Complete step by step answer:
Molar mass of ${\text{Mn}} = 55{\text{ g mo}}{{\text{l}}^{ - 1}}$ and that of ${\text{O}} = 16{\text{ g mo}}{{\text{l}}^{ - 1}}$
Molar mass of ${\text{Mn}}{{\text{O}}_2} = (1 \times 55) + (2 \times 16) = 87{\text{ g mo}}{{\text{l}}^{ - 1}}$
Moles of ${\text{Mn}}{{\text{O}}_2} = \dfrac{{{\text{Mass of Mn}}{{\text{O}}_2}}}{{{\text{Molar mass}}}}$
$= \dfrac{{81.2}}{{87}}{\text{ mol}}$
Molar mass of ${\text{Al}} = 27$
The given balanced equation is:
${\text{3}}\,{\text{Mn}}{{\text{O}}_2} + 4\,{\text{Al}} \to {\text{3}}\,{\text{Mn + 2}}\,{\text{A}}{{\text{l}}_2}{{\text{O}}_3}$
Applying mass to mass stoichiometry:
$\because 3$ moles of ${\text{Mn}}{{\text{O}}_2}$ react completely with $= 4$ moles of ${\text{Al}}$
$\therefore 1$ mole of ${\text{Mn}}{{\text{O}}_2}$ react completely with $= \dfrac{4}{3}$ moles of ${\text{Al}}$
$\therefore \dfrac{{81.2}}{{87}}$ moles of ${\text{Mn}}{{\text{O}}_2}$ react completely with $= \dfrac{4}{3} \times \dfrac{{81.2}}{{87}}$ moles of ${\text{Al}}$
Upon solving the above expression, moles of ${\text{Al}} = \dfrac{{36}}{{29}} = 1.24{\text{ mol}}$
Mass of ${\text{Al}} =$ Number of moles $\times$ molar mass
$= 1.24 \times 27{\text{ g}}$
$= 33.48{\text{ g}}$
When we round this to three significant figures, we get:
Required mass of aluminium $= 33.5{\text{ g}}$
The asked mole ratio will be the ratio of stoichiometric coefficients in the balanced chemical equation.
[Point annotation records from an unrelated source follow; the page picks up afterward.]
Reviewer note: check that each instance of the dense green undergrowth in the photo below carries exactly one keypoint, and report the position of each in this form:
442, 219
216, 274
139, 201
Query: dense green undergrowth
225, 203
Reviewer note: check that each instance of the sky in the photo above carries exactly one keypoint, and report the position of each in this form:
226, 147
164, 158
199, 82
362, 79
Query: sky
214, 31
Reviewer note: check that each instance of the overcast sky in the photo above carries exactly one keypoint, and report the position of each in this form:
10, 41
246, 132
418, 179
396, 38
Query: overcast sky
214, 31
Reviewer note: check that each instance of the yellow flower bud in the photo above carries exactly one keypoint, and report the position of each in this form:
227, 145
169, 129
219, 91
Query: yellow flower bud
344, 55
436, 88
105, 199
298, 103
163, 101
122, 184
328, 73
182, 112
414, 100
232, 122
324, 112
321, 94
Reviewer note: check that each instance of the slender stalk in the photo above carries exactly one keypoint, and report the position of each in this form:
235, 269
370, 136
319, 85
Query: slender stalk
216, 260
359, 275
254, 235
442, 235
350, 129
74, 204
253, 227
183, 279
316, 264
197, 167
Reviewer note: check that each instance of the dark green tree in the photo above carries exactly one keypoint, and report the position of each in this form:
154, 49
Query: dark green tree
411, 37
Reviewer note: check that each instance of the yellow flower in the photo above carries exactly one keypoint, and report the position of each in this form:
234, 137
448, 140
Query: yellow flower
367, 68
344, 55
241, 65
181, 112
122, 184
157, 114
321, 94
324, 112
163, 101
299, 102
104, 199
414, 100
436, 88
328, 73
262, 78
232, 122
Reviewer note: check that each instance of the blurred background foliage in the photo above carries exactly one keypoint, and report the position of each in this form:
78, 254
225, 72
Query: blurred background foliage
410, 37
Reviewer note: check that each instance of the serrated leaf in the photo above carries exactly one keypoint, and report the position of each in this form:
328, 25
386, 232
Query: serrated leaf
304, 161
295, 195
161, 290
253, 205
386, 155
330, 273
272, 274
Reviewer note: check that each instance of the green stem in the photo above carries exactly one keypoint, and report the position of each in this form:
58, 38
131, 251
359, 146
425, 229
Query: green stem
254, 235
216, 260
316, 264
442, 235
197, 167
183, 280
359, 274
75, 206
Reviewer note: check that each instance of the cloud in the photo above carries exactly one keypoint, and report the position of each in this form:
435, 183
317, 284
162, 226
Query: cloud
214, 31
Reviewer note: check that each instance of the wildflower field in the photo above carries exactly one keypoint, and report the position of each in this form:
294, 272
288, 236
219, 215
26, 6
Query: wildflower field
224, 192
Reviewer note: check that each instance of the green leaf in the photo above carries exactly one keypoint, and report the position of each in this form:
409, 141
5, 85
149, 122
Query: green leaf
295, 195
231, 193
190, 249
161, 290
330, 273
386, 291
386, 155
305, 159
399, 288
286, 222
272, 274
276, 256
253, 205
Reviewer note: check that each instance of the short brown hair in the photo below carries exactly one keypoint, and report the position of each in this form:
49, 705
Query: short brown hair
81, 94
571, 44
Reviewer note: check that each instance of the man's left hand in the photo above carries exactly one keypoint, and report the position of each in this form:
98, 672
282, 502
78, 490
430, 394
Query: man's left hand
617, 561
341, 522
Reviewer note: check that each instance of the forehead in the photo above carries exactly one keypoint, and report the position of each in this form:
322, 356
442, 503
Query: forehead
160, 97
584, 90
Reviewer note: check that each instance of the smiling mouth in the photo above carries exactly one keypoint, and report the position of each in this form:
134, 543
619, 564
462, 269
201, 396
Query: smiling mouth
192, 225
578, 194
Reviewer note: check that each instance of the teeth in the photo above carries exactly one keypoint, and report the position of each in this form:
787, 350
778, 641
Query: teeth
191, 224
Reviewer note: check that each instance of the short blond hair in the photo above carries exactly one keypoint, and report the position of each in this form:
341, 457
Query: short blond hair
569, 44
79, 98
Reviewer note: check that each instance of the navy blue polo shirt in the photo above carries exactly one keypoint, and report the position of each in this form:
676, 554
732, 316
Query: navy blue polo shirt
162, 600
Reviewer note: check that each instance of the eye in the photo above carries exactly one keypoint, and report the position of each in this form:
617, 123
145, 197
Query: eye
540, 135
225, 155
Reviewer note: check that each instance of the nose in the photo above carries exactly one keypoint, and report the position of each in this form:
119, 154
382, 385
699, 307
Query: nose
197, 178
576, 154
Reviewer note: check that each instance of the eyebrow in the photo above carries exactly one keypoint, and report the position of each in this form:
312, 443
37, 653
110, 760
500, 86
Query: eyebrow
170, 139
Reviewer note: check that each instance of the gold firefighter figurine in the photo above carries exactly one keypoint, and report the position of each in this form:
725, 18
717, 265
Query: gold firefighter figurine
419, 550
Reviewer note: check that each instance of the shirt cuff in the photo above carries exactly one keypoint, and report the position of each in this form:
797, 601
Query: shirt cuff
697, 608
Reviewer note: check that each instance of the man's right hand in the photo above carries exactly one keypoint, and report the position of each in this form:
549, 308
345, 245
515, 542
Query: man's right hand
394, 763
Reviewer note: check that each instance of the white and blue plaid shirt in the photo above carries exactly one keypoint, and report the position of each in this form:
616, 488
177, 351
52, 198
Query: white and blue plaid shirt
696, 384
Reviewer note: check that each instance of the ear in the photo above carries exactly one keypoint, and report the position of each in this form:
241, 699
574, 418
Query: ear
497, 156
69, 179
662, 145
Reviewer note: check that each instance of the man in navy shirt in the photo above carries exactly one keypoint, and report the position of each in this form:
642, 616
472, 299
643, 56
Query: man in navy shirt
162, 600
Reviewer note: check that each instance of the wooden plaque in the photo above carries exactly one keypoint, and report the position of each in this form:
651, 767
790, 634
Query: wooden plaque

We can see that $3$ moles of ${\text{Mn}}{{\text{O}}_2}$ react with $4$ moles of ${\text{Al}}$ .

Hence, the mole ratio of ${\text{Mn}}{{\text{O}}_2}$ and ${\text{Al}}$ is $3:4$ .

Note: In this solution, moles of aluminium are calculated by using ‘unitary method’. This method is a technique for solving a mathematical problem by first finding the value of a single unit and then finding the required value by multiplying this value of a single unit.
In this method, first we will calculate the value for $1$ mole of ${\text{Mn}}{{\text{O}}_2}$ from the known value for $3$ moles of ${\text{Mn}}{{\text{O}}_2}$ . Then we multiplied the obtained value with the required multiple to get our value.
We should remember the molar mass of oxygen, aluminium and manganese to solve this problem.